Wednesday, September 01, 2004

If children are the future

why are so many men with guns shooting at them? Right now, we've the high profile hostage drama in Russia.

And then we have a quieted South African story. On Monday, the police shot at 4,000 mainly school-aged children from Bloemfontein, Welkom, Botshabelo and Qwaqwa in Intabezwe, in the Free State. The students were protesting against underdevelopment.

Why no outcry? If this had happened under apartheid, there’d be pickets outside South African embassies, t-shirts and the paraphernalia of protest. But under the ANC, well, the certainties of African misrule are able to lull the outside world into ignoring this outrage.

Imagine what your reaction would have been reading this article, from today's Cape Times, fifteen years ago:
A 17-year-old boy, one of about 24 school children wounded by police during a clash in Harrismith on Monday, has died alone and afraid in a hospital bed.

Teboho Mkhonza was one of two protesters police had said initially were lightly wounded by shotgun fire - one in the hand and the other in the leg.

Later police claimed Teboho had been wounded in the chest by a rubber bullet.

But when reporters visited his heartbroken family on Tuesday, the clothing he had been wearing told a different story: it was riddled with birdshot holes and soaked with blood.

Teboho, a Grade 10 pupil who lived with his adoptive mother, Violet Ngcongwane, in Intabazwe township on the outskirts of this Free State town, had allegedly also been kicked as he was being put in a police van after being shot.

His adoptive sister, Brenda Tsotsetsi, 23, tears streaming down her face, said Teboho had become involved in a protest organised by a body known as The Concerned Group about the poor services provided by the municipality.

"I went to find out what was happening and I saw Tebo there.
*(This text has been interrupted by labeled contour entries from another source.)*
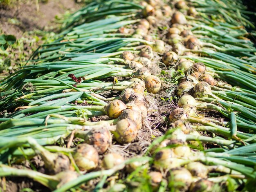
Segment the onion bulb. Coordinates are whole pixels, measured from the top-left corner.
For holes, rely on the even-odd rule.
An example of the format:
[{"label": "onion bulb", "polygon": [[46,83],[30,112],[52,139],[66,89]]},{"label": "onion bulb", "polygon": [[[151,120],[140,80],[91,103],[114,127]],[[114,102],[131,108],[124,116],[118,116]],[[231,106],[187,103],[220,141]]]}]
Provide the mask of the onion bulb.
[{"label": "onion bulb", "polygon": [[186,47],[190,49],[199,50],[201,47],[201,43],[197,38],[190,37],[186,41]]},{"label": "onion bulb", "polygon": [[176,11],[173,15],[171,22],[172,24],[177,23],[184,25],[186,23],[185,16],[180,11]]},{"label": "onion bulb", "polygon": [[146,45],[139,52],[139,56],[152,60],[154,58],[153,49],[151,47]]},{"label": "onion bulb", "polygon": [[88,144],[78,145],[73,157],[80,171],[90,171],[98,166],[98,152],[93,147]]},{"label": "onion bulb", "polygon": [[191,16],[195,16],[197,14],[198,12],[195,7],[189,7],[188,10],[188,15]]},{"label": "onion bulb", "polygon": [[186,165],[186,167],[193,176],[201,178],[207,178],[208,169],[203,164],[198,162],[190,162]]},{"label": "onion bulb", "polygon": [[122,111],[119,118],[120,120],[126,118],[130,119],[135,123],[138,130],[139,130],[142,126],[141,112],[126,109]]},{"label": "onion bulb", "polygon": [[210,85],[216,85],[216,81],[214,78],[209,74],[204,74],[200,76],[199,80],[201,81],[204,81]]},{"label": "onion bulb", "polygon": [[122,57],[126,60],[131,61],[134,58],[134,55],[131,52],[126,51],[122,54]]},{"label": "onion bulb", "polygon": [[151,75],[150,71],[147,67],[142,67],[139,69],[133,74],[138,78],[144,79],[146,77]]},{"label": "onion bulb", "polygon": [[163,62],[166,67],[174,65],[178,59],[178,55],[173,51],[166,52],[163,56]]},{"label": "onion bulb", "polygon": [[138,129],[133,121],[124,119],[117,122],[115,131],[112,132],[117,142],[123,144],[132,142],[137,136]]},{"label": "onion bulb", "polygon": [[195,63],[192,66],[192,70],[194,72],[199,72],[202,74],[205,72],[206,67],[204,63],[201,62]]},{"label": "onion bulb", "polygon": [[132,61],[129,63],[129,68],[130,69],[136,71],[139,69],[144,67],[142,63],[136,61]]},{"label": "onion bulb", "polygon": [[177,34],[178,35],[180,34],[180,30],[176,27],[171,27],[169,29],[168,33],[170,34]]},{"label": "onion bulb", "polygon": [[126,105],[120,100],[115,100],[104,107],[104,109],[110,118],[117,118],[123,110],[127,108]]},{"label": "onion bulb", "polygon": [[112,136],[108,129],[103,127],[90,130],[85,140],[87,143],[92,145],[99,154],[103,154],[111,144]]},{"label": "onion bulb", "polygon": [[133,83],[129,87],[132,88],[135,93],[142,94],[144,92],[144,88],[143,85],[138,83]]},{"label": "onion bulb", "polygon": [[190,172],[184,168],[170,171],[168,180],[180,191],[186,191],[193,181]]},{"label": "onion bulb", "polygon": [[162,173],[158,171],[152,171],[148,174],[151,184],[158,185],[162,181],[163,176]]},{"label": "onion bulb", "polygon": [[104,156],[102,161],[102,166],[105,169],[110,169],[115,166],[120,165],[124,161],[124,157],[119,154],[109,153]]},{"label": "onion bulb", "polygon": [[150,4],[146,5],[142,10],[142,14],[144,17],[148,16],[152,16],[155,13],[155,9]]},{"label": "onion bulb", "polygon": [[190,95],[184,95],[182,96],[178,101],[178,106],[180,107],[183,107],[186,105],[191,105],[196,106],[197,102],[195,98]]},{"label": "onion bulb", "polygon": [[164,42],[161,40],[157,40],[153,45],[152,48],[154,51],[160,54],[163,54],[165,52]]},{"label": "onion bulb", "polygon": [[192,183],[189,188],[191,192],[211,192],[213,191],[214,183],[207,179],[200,179]]},{"label": "onion bulb", "polygon": [[141,20],[140,21],[139,21],[139,23],[140,25],[141,25],[145,27],[147,29],[149,29],[150,24],[145,19]]},{"label": "onion bulb", "polygon": [[171,112],[168,119],[170,122],[172,123],[178,120],[187,120],[188,116],[184,109],[177,108]]},{"label": "onion bulb", "polygon": [[185,81],[180,83],[177,88],[177,94],[178,96],[189,93],[194,87],[193,83],[189,81]]},{"label": "onion bulb", "polygon": [[144,104],[146,103],[145,97],[141,94],[134,93],[131,94],[128,98],[128,102],[138,103]]},{"label": "onion bulb", "polygon": [[141,85],[141,86],[143,88],[143,89],[144,89],[145,88],[145,83],[144,82],[144,81],[138,78],[136,78],[135,77],[134,78],[132,78],[129,81],[140,84]]},{"label": "onion bulb", "polygon": [[154,75],[150,75],[144,79],[147,90],[154,94],[158,92],[161,89],[161,83],[160,79]]},{"label": "onion bulb", "polygon": [[130,88],[127,88],[123,90],[120,95],[122,100],[125,103],[128,101],[129,98],[132,94],[135,93],[134,91]]},{"label": "onion bulb", "polygon": [[176,8],[181,9],[185,9],[188,7],[186,2],[184,1],[178,1],[175,4],[175,6]]},{"label": "onion bulb", "polygon": [[177,65],[177,69],[186,71],[189,69],[193,65],[193,63],[189,60],[184,61],[179,63]]},{"label": "onion bulb", "polygon": [[201,81],[196,84],[192,91],[195,98],[208,97],[212,94],[211,87],[207,83]]}]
I begged him not to stand in front as the police were there and I was afraid," Tsotsetsi said.

"One of the members of The Concerned Group claimed they had been waiting peacefully to speak to mayor Eddie Mzangwa 'when the police just started firing at us'.

"I went home and didn't see Tebo after the shooting. Later a boy told me the police had taken Tebo in a van. I went to look for him and passed some police and asked them about my brother, but no one helped."

Eventually Tsotsetsi found Teboho in one of the wards.

"His bed was red with blood, his skin was pale and he was asking for his mother."

Teboho had been wounded "all over" with birdshot and was bleeding severely.
The boy's condition deteriorated and she helped him into an ambulance after a decision was taken to transfer him to Manapo Hospital in nearby QwaQwa.

"He cried and told me the police had kicked him in the ribs when they had put him in their van. He was in a lot of pain."

Teboho's family called Manapo Hospital early on Tuesday and were told that the teenager had slipped into a coma. They were asked to go to the hospital.

"We got there and a cousin came to speak to us. He told us Tebo had passed away," Tsotsetsi said, speaking as her devastated mother threw the dead teenager's bloodsoaked clothes onto the lounge floor.

"This is what we have left of him," the older woman said.

On Monday, Free State police spokesperson Paul Kubheka said police had opened fire after about 4 500 youths forced their way onto the N3 highway. Two youths were hit with shotgun pellets - one in the leg and another in the hand.

But on Tuesday Free State police spokesperson Annelie Wrensch said police had used rubber bullets to disperse the crowd and police believed Teboho had died of internal bleeding.

Members of the Independent Complaints Directorate were on their way to the town to investigate, a spokesperson, Steve Mabona, said.